L’accesso alla parola non è diretto perché la parola non è sostanziale e non è monolitica. Si fa della sua particolarità, della sua struttura, della sua scienza e, dunque, non c’è come possibile accesso diretto. La parola esige la ricerca, la qualificazione, la tensione verso il valore che nulla ha a che fare con la mitologia dei valori condivisi, che devono significare il genere nella sua appartenenza all’umano o alla comunità. La parola non è comune, non è comunitaria, non accomuna. La questione intellettuale non è la questione accomunante. La lingua della parola non è la lingua comune, non è la lingua parlata. Addirittura non è parlabile. Occorre dire che con la cifrematica la lingua della parola risorge, si libera, in un certo qual modo, dall’imbrigliamento, dall’isolamento cui è costretta dall’ideologia del sistema, che è reazione alla parola. Il sistema è l’invenzione che tenta di imbrigliare la parola. Il sistema non è originario, è invenzione dei filosofi e dei sacerdoti, da quegli egizi a quelli cinesi, a quelli indiani, a quelli islamici.
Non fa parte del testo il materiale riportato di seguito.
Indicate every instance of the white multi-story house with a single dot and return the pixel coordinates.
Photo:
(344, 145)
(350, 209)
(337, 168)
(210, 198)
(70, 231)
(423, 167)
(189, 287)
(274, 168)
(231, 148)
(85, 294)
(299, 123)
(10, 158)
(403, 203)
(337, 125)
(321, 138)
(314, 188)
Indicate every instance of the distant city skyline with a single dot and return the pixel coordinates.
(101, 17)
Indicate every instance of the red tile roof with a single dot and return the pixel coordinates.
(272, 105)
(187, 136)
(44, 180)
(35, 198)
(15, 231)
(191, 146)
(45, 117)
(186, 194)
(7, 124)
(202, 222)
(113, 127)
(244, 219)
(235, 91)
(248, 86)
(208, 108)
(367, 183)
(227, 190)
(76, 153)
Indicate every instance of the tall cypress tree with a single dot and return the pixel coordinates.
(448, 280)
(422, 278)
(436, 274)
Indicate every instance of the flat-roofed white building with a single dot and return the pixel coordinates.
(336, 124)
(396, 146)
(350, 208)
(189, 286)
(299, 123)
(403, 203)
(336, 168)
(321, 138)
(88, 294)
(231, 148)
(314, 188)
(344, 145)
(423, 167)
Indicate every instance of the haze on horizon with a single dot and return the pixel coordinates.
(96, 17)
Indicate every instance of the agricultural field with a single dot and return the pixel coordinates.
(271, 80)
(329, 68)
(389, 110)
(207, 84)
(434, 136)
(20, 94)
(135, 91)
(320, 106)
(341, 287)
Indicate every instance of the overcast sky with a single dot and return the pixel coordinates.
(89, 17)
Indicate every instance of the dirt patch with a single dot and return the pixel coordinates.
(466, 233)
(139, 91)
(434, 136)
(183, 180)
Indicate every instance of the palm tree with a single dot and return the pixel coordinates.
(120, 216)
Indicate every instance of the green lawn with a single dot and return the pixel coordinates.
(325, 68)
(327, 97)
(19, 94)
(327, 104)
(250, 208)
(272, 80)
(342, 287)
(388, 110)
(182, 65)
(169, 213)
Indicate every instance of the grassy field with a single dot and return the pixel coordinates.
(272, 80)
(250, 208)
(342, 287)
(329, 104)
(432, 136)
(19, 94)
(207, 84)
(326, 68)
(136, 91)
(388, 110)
La parola è originaria, non il sistema. Questa è la questione effettiva. Ogni disciplina sorge come reazione contro la parola. Ogni grammatica insegue il mito della lingua parlabile, unica, comune, canonica, ma è un mito che si sgretola parlando, già parlando, solamente parlando. Parlando, l’idea della lingua comune si dissipa, ma ciò complica le cose a chi deve trasmettere il sapere, a chi deve mantenere il discorso come discorso di riferimento, come discorso della storia, del potere. Discorso che si fonda sulle categorie istituite, per esempio, dai filosofi, che sono stati tra i primi avversari della parola che rendeva ingovernabile la città, la polis, la ragione e che, quindi, occorreva imbrigliare, contenere con la grammatica, cioè con la spiritualizzazione.
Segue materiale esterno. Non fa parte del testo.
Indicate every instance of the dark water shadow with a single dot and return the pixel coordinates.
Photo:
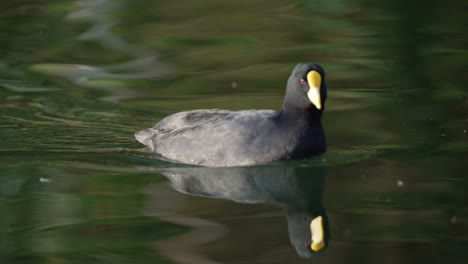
(298, 190)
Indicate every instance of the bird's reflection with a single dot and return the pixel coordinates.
(298, 189)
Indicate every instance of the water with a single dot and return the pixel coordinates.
(78, 78)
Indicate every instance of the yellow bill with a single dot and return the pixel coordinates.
(314, 80)
(316, 229)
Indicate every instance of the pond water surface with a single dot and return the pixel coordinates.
(78, 78)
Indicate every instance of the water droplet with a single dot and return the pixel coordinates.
(44, 180)
(453, 219)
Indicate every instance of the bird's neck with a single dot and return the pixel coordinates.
(299, 115)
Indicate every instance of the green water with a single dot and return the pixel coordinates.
(78, 78)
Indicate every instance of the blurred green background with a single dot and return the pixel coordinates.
(78, 78)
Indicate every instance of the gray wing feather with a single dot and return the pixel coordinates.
(214, 137)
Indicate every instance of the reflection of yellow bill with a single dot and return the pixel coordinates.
(314, 80)
(316, 229)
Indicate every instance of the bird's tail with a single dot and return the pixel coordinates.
(145, 137)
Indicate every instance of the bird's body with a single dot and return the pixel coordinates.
(222, 138)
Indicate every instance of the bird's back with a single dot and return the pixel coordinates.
(216, 138)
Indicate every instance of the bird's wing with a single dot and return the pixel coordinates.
(213, 137)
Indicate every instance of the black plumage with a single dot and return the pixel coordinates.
(222, 138)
La grammatica della parola è spiritualizzante in quanto persegue l’ideale unificante. A fronte di questo tentativo di grammaticalizzare la parola, cioè di darle un canone, constatiamo invece che ciò che si dice entra nella struttura, e ciò che si struttura, si struttura differentemente. Differentemente! Questo lo constatiamo, per esempio, con il senso, il sapere, l’intendimento, la verità. Impossibile sostenere la verità come causa. Parlando, abbiamo effetti di verità, non il mantenimento della verità ipostatizzata, né del senso ipostatizzato, né del sapere ipostatizzato.
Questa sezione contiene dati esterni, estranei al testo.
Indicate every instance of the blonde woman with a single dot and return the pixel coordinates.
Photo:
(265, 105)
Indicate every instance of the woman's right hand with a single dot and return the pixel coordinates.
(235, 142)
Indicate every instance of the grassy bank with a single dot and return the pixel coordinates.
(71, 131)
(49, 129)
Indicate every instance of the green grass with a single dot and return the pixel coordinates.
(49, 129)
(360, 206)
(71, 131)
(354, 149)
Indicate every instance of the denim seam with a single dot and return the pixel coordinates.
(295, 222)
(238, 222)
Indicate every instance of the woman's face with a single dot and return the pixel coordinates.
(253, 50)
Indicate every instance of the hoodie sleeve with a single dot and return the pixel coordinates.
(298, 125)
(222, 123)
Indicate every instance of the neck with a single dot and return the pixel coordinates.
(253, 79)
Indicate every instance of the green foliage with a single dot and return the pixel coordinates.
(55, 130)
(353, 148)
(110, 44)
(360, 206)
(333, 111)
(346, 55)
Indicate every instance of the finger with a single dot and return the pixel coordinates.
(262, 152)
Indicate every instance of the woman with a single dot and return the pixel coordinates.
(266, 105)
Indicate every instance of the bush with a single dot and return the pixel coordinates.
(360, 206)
Il motto di spirito, l’umorismo sono esempi dell’impossibile imbrigliamento della combinatoria linguistica. Metafora, metonimia e catacresi sono esempi dell’impossibile imbrigliamento della parola, della linguistica differente da quanto proposto da ogni apparato disciplinare. La lingua parlata, la presunta lingua comune si riscontra, in realtà, come lingua del litigio, dove ognuno vuole avere ragione per non avere torto; è la lingua dell’alternativa, della binarietà, del contrasto, è la lingua dove la contraddizione non è ammessa, è la lingua delle coppie oppositive. Ma la contraddizione non è la contrapposizione. La contraddizione come modo del due è costitutiva della parola, modo negato dai principi aristotelici. E la contraddizione è negata anche dalla filosofia indiana, iraniana, islamica, cristiana, dallo yin o yang, dal sopra o sotto, dal sì o no. Tutti esempi di contrapposizioni costanti che hanno orientato nell’unica direzione la così detta civiltà, come civiltà contro la parola, contro la tolleranza. Civiltà dell’alternativa, della guerra, della contrapposizione, civiltà che si avvalgono della lingua della contrapposizione, dell’alternativa, delle coppie oppositive, della lingua dov’è tolto il due, il tre, l’Altro. Tertium non datur. O sì o no. E la gamma delle sfumature, delle ipotesi, delle interpretazioni, la gamma metaforica, metonimica, dove vanno? Vanno nel casellario delle classificazioni, nell’elenco dei disturbi, perché la gamma deve essere contenuta, non può essere assoluta, deve rispettare il canone; e così la parola è già abolita, espunta. La lingua è espunta, espunta la parola libera, leggera, la parola nella sua integrità che agisce con i suoi effetti temporali, effetti linguistici, narrativi.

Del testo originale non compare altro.